Na początku filmu Beria pojawia się jako utalentowany, pracowity, zdyscyplinowany młody człowiek, który dołącza do bolszewików w przededniu rewolucji, pod wrażeniem opresyjnej nierówności społecznej w Imperium Rosyjskim. Następnie, dzięki swoim talentom, Beria robi błyskotliwą karierę w agencjach bezpieczeństwa państwowego Azerbejdżanu i Gruzji, a następnie przechodzi na poziom ogólnounijny.

Najbardziej krytyczny moment biografii Berii - powołanie na stanowisko Ludowego Komisarza Spraw Wewnętrznych ZSRR po Nikołaju Jeżowie, który zorganizował Wielki Terror - przedstawili autorzy filmu bez histerii. Fakty pokazują, że wraz z nadejściem Berii liczba egzekucji gwałtownie spadła, zwolniono setki tysięcy ludzi, a organizatorzy nadużyć na niespotykaną skalę zostali ukarani, w tym sam Jeżow, który stracił życie.

Podczas Wielkiej Wojny Ojczyźnianej Beria została członkiem Komitetu Obrony Państwa i była odpowiedzialna za produkcję samolotów, silników i broni.

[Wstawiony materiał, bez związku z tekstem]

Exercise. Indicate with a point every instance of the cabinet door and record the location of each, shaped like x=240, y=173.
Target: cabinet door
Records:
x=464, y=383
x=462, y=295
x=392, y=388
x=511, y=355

Po wojnie otrzymał fundamentalne zadanie dla przetrwania ZSRR - wyeliminowanie monopolu nuklearnego USA, stworzenie warunków dla naukowców i rusznikarzy do osiągnięcia maksymalnej wydajności w pracy nad stworzeniem radzieckiej bomby atomowej. Rozkaz ten został wykonany znakomicie i Amerykanie porzucili plany bombardowania miast ZSRR w taki sam sposób, jak zrobili to z Hiroszimą i Nagasaki.

W 1953 r. Ławrientij Beria został pokonany w walce o władzę po śmierci Stalina przez grupę zwolenników Nikity Chruszczowa, który proroczo pozyskał poparcie armii. W rezultacie Beria został zastrzelony po niezwykle wątpliwym procesie, a jego nazwisko zostało zaczernione i usunięte z sowieckiej administracji. Pamiętali Berię tylko w latach pierestrojki, ale dopiero wtedy, by w końcu zamienić go w stracha na wróble w postaci krwawego kata.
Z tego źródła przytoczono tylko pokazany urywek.